Now, some month’s later we invited our White River friend James Macgregor to spend the weekend at Frischgewaagd. I was amazed to find that Major R L Macgregor was his great uncle and that he still had correspondence about his death at his home, Lochaber.
James dug out a letter from Lt. Colonel WILLIAM DOUGLAS, the commanding officer of the Royal Scots Regiment, explaining the circumstances leading up to this suicide. On reading this letter, James realised that his poor great uncle must have been suffering from an imbalance of lithiam which causes manic depression and is a disease still being experienced in the family. However, it had not been diagnosed and there was no one to help the poor Major who shot himself.

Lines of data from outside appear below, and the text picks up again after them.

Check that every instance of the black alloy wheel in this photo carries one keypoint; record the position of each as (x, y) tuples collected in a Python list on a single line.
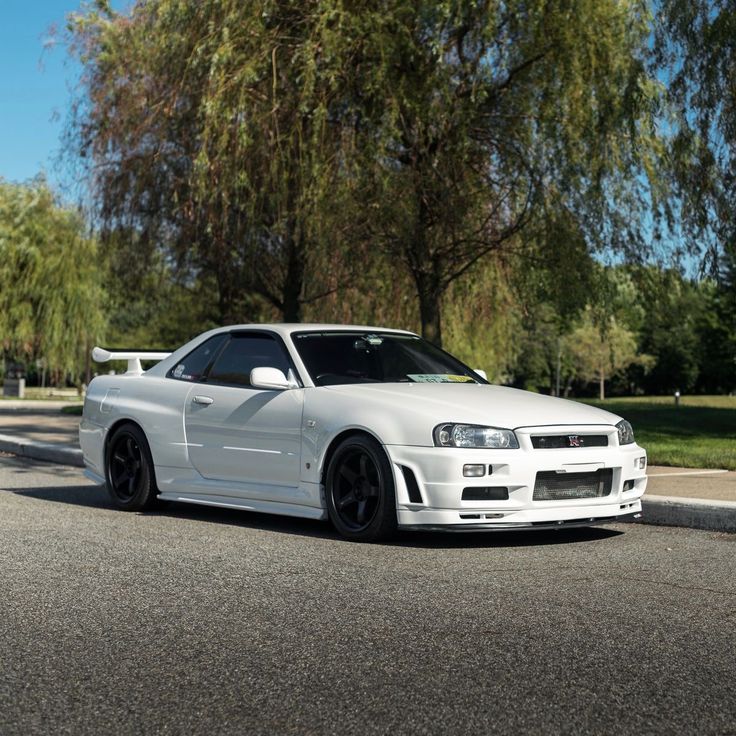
[(129, 470), (361, 498)]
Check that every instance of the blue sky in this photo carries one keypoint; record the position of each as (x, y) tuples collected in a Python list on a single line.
[(35, 87)]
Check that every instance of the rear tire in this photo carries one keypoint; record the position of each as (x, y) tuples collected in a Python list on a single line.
[(129, 471), (360, 491)]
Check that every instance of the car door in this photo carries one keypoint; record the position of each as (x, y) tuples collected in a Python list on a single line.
[(248, 439)]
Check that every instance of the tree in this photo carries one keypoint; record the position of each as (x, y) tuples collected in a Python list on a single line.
[(475, 119), (248, 142), (204, 128), (695, 53), (601, 350), (51, 296)]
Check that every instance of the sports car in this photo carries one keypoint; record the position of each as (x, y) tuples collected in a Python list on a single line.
[(374, 429)]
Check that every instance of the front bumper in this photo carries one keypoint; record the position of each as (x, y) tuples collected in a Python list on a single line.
[(439, 478)]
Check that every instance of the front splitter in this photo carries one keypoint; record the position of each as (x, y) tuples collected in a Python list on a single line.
[(508, 526)]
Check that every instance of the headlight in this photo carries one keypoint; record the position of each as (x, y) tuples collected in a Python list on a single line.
[(625, 433), (471, 435)]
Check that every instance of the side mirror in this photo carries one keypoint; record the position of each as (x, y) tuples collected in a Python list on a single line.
[(269, 378)]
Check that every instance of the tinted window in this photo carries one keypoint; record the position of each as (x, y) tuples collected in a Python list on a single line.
[(333, 358), (244, 353), (192, 368)]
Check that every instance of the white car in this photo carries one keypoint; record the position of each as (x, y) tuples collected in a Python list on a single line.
[(375, 429)]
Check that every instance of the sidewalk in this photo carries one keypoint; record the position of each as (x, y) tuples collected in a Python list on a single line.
[(702, 499), (38, 429)]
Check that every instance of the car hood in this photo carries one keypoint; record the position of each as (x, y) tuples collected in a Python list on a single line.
[(496, 406)]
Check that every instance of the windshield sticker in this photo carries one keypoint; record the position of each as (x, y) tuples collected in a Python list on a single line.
[(438, 378)]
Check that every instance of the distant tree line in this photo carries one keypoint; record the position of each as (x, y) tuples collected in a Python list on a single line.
[(464, 168), (280, 151)]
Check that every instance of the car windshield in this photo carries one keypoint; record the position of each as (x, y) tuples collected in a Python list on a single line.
[(352, 357)]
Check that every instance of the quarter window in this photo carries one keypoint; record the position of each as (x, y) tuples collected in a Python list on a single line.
[(193, 367), (244, 353)]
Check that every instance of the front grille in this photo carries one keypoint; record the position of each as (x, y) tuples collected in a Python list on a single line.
[(560, 441), (552, 486), (485, 493)]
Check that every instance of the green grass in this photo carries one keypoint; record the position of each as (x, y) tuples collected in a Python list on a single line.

Now on my table I had the 4 volumes of H W WILSON’s books titled “With the flag to Pretoria” and “After Pretoria – the Guerilla War”. There are 1724 pages in these 4 volumes and they are full of illustrations and photographs. I wanted to photocopy the numerous pictures of horses so, putting Lt. Colonel WILLIAM DOUGLAS’s letter to one side, I chanced to open Volume 3 to page 585 hoping to find a picture of a horse. You can imagine my surprise when I found myself looking at a photo of Lt. Colonel WILLIAM DOUGLAS who’s letter I had just read!!!
Was this strange sequence of events just chance or had I unwittingly become a cog in the supernatural wheel that linked the departed Major with his great nephew? I’d like to think I was and that the desperately unhappy Major’s spirit can now rest in peace knowing that his family now know that his death was really due to illness.